The Life and Letters of Elizabeth Prentiss eBook

This eBook from the Gutenberg Project consists of approximately 929 pages of information about The Life and Letters of Elizabeth Prentiss.

The Life and Letters of Elizabeth Prentiss eBook

This eBook from the Gutenberg Project consists of approximately 929 pages of information about The Life and Letters of Elizabeth Prentiss.

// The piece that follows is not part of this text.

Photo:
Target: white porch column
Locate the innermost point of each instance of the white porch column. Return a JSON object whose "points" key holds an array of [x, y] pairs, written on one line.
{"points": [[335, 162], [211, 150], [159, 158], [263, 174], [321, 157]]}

27th.—­You will be sorry to hear that our last summer’s siege with dysentery bids fair to be repeated.  Yesterday, when the disease declared itself, I must own that for a few hours I felt about heart-broken.  My own strength is next to nothing, and how to face such a calamity I knew not.  Ah, how much easier it is to pray daily, “Oh, Jesus Christus, wachs in mir!” than to consent to, yea rejoice in, the terms of the grant!  Well, George went for the doctor.  His quarters at this season are right opposite; he is a German and brother of the author Auerbach.  We brought G.’s cot into our room and George and I took care of him till three o’clock, when for the first time since we had children, I gave out and left the poor man to get along as nurse as he best could.  I can tell you it comes hard on one’s pride to resign one’s office to a half-sick husband.  I think I have let the boys play too hard in the sun.  I long to have you see this pretty cottage and this beach.

Aug. 3d.—­The children are out of the doctor’s hands and I do about nothing at all.  I hope you are as lazy as I am.  Today I bathed, read the paper and finished John Halifax.  I wish I could write such a book!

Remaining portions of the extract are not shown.